Gelelim akıllardaki soruya.
1967 yılında nasıl bir teknoloji ile interaktif sinema yapılır?
Yönetmen Raduz Cincera'nın aklına, neden bir sonraki sahneye seyirci karar vermesin düşüncesi düşmüş ve bunu uygulayabileceği en mantıklı şekilde hayata geçirmiş.
Filmin gösterileceği salonun koltuklarına 'evet' anlamına gelen yeşil ve 'hayır' anlamına gelen kırmızı butonu olan bir cihaz yerleştirmiş. Böylelikle salondaki her bir seyircinin elinde kararını iletmesi için bir cihazı olmuş.
Filmin baş kahramanı Mr.

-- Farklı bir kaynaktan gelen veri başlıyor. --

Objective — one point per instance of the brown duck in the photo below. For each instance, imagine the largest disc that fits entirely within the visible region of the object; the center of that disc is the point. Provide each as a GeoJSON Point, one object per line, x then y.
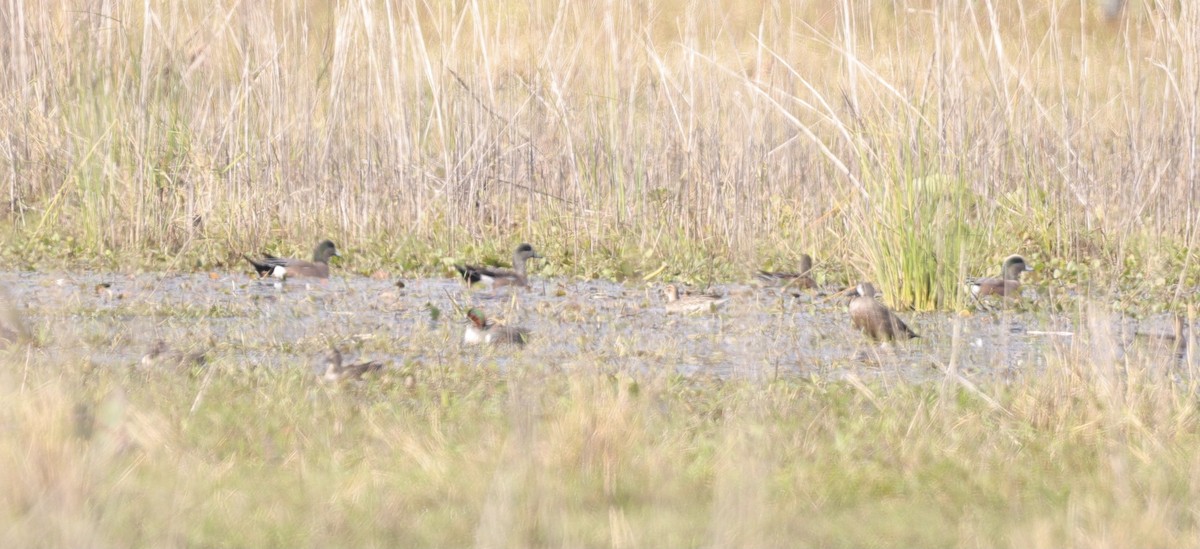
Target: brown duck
{"type": "Point", "coordinates": [801, 279]}
{"type": "Point", "coordinates": [875, 319]}
{"type": "Point", "coordinates": [1008, 285]}
{"type": "Point", "coordinates": [501, 277]}
{"type": "Point", "coordinates": [336, 372]}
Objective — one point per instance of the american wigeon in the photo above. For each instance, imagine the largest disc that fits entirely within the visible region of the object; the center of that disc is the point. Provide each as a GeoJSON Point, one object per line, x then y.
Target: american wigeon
{"type": "Point", "coordinates": [502, 277]}
{"type": "Point", "coordinates": [336, 372]}
{"type": "Point", "coordinates": [481, 331]}
{"type": "Point", "coordinates": [1009, 285]}
{"type": "Point", "coordinates": [283, 267]}
{"type": "Point", "coordinates": [690, 303]}
{"type": "Point", "coordinates": [162, 356]}
{"type": "Point", "coordinates": [875, 319]}
{"type": "Point", "coordinates": [802, 278]}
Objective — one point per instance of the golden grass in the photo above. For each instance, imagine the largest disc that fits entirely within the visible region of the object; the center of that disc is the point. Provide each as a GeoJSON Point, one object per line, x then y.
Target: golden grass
{"type": "Point", "coordinates": [1096, 450]}
{"type": "Point", "coordinates": [627, 134]}
{"type": "Point", "coordinates": [705, 136]}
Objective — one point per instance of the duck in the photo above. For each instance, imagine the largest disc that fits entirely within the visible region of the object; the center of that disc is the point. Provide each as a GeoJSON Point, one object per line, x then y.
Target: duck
{"type": "Point", "coordinates": [162, 356]}
{"type": "Point", "coordinates": [481, 331]}
{"type": "Point", "coordinates": [502, 277]}
{"type": "Point", "coordinates": [336, 372]}
{"type": "Point", "coordinates": [691, 302]}
{"type": "Point", "coordinates": [801, 279]}
{"type": "Point", "coordinates": [875, 319]}
{"type": "Point", "coordinates": [283, 267]}
{"type": "Point", "coordinates": [1008, 285]}
{"type": "Point", "coordinates": [12, 327]}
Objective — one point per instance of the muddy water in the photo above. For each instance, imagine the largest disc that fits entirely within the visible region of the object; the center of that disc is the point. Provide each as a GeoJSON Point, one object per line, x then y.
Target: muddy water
{"type": "Point", "coordinates": [111, 319]}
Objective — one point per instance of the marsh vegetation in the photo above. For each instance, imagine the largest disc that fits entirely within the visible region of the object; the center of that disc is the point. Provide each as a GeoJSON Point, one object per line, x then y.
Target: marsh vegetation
{"type": "Point", "coordinates": [689, 142]}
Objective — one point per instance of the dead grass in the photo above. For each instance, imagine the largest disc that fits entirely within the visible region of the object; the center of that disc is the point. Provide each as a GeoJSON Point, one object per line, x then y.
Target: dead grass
{"type": "Point", "coordinates": [645, 133]}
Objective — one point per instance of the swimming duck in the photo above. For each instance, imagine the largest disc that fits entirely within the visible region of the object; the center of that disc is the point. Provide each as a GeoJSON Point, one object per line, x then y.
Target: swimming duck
{"type": "Point", "coordinates": [691, 302]}
{"type": "Point", "coordinates": [336, 372]}
{"type": "Point", "coordinates": [1009, 285]}
{"type": "Point", "coordinates": [875, 319]}
{"type": "Point", "coordinates": [163, 356]}
{"type": "Point", "coordinates": [502, 277]}
{"type": "Point", "coordinates": [283, 267]}
{"type": "Point", "coordinates": [802, 278]}
{"type": "Point", "coordinates": [481, 331]}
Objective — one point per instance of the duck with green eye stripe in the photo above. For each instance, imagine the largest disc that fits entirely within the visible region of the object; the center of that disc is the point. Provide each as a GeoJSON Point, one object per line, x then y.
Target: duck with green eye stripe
{"type": "Point", "coordinates": [502, 277]}
{"type": "Point", "coordinates": [285, 267]}
{"type": "Point", "coordinates": [481, 331]}
{"type": "Point", "coordinates": [875, 319]}
{"type": "Point", "coordinates": [799, 279]}
{"type": "Point", "coordinates": [1008, 285]}
{"type": "Point", "coordinates": [690, 302]}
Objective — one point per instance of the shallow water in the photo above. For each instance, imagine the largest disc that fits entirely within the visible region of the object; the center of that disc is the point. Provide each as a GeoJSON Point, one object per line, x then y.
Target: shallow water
{"type": "Point", "coordinates": [112, 319]}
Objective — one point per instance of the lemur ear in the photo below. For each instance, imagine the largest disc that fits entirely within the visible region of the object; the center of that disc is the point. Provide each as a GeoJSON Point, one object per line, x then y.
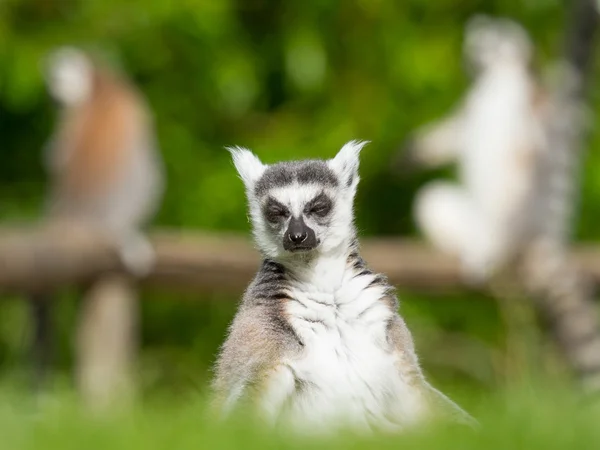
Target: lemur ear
{"type": "Point", "coordinates": [346, 162]}
{"type": "Point", "coordinates": [249, 167]}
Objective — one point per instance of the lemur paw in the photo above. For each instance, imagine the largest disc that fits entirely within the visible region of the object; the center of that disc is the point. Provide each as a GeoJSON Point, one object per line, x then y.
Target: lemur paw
{"type": "Point", "coordinates": [137, 255]}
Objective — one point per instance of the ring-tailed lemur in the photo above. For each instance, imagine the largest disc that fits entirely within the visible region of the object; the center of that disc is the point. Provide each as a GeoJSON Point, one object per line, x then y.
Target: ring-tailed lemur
{"type": "Point", "coordinates": [317, 340]}
{"type": "Point", "coordinates": [498, 138]}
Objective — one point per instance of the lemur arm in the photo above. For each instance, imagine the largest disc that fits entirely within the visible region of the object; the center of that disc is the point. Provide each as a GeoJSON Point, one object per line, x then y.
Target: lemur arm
{"type": "Point", "coordinates": [438, 143]}
{"type": "Point", "coordinates": [250, 353]}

Novak'ın ne zaman bir karar vermesi gerekirse, film duraksar. Film durduktan sonra sahneye bir görevli çıkar (bu başlarda yönetmenin kendisi olmuştur) ve seyirciye filmin nasıl ilerlemesini istediklerini sorar. Salondaki seyirciler ellerindeki cihazla kararlarını ve en fazla oyu alan seçenek ile film devam eder. Tabii bu kararın ardından makinist takılı olan filmi çıkarıp, seçilen kararın olduğu filmi makineye takar ve film devam eder.
Raduz Cincera böylelikle interaktif sinemanın tarihteki ilk örneğini yaratmıştır. Filmin beş sahnesinde seyircinin seçimine ihtiyaç duyan yapım için aslında 20 ek sahne çekmiş. Yani bir şekilde yine hikâye yönetmenin istediği gibi devam etmiş. Cincera burada zekasını konuşturmuş âdeta ve aslında yapım maliyeti oldukça yüksek olacak bu yapımı, daha düşük maliyetle tamamlamış.
Not: Aslında türün ilk örneği olarak William Castle'ın 1961 yapımı Mr.Sardonicus'un adı geçse de bu tam olarak doğru sayılmaz. Çünkü Castle, filminin sadece sonunu seyirciye sormuş ve o son oynamıştır. Herhangi bir interaktif sinema kaygısı değil sadece ticari birtakım olaylar yüzünden böyle bir tercih yapmıştır.
Fakat William Castle'ı da sizlere başka bir yazıda tanıtmak isterim. Çok manyak bir herif.